Au fond, un mélange de faits et de personnages différents qui entretient l’étrangeté de l’histoire initiale, la fait sortir du cadre réel pour la mettre sur une piste policière des plus bizarres et tisser une intrigue autour d’une disparition qui mène à une autre fin morbide et à la sortie du labyrinthe habilement tissé par l’auteur.

En même temps, des bribes de vie d’êtres solitaires et frustes sont révélées par un patronyme banal qui aide le romancier à écrire ce roman étrange.

Un roman entre le réel et l’irréel, sur le possible dérapage du réel dans le bizarre par un incident qui conduit au polar au dénouement surprenant.

Plusieurs éléments étranges s’éclaircissent à la fin: la disparition de la voiture de Stéphane, l’anorak rouge dans la neige, la disparition d’Olga, la corneille.

L’élément clé et inexplicable est la présence de l’oiseau, la corneille , dans  les situations étranges, symbole de la mort. En effet, elle l’annonce par sa simple présence qui attire les personnages vers les lieux morbides. C’est elle qui fait découvrir au commissaire femme l’autre Olga dans une situation terrifiante et met fin à l’enquête.

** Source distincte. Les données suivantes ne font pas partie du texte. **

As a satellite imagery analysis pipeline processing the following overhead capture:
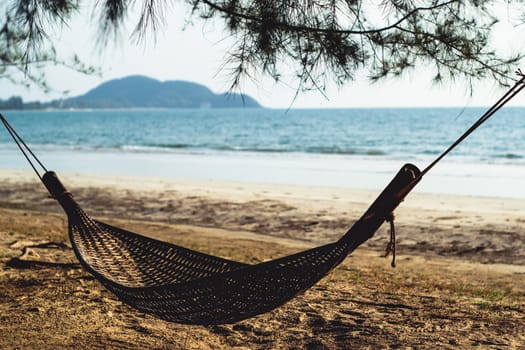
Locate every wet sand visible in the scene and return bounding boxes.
[0,170,525,349]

Le dénouement renverse totalement celui des romans policiers ou tout est éclairé et la vie retrouve sa normalité. On laisse aux lecteurs la surprise de sa découverte.

Voilà un roman autour d’une intrigue réelle qui explore le fantastique à partir du patronyme Delatour et d’une corneille. Le titre Nous et les oiseaux devient compréhensible à la fin: là où l’on croit à un seul personnage et à un seul oiseau, il y en a plusieurs qui se ressemblent, les hommes par leur nom, prénom, frustrations; les corneilles par leur nom et leur aspect dans l’ espèce des corvidés.

Il faut admirer l’art de la construction de ce roman labyrinthe, l’enchaînement des épisodes de manière à entretenir jusqu’à la fin l’ambiguïté des personnages et des situations, leur ressemblance apparente, leur reprise et leur étrangeté.

 

Carino Bucciarelli, Nous et les oiseaux, M.E.O. Editions, 2021.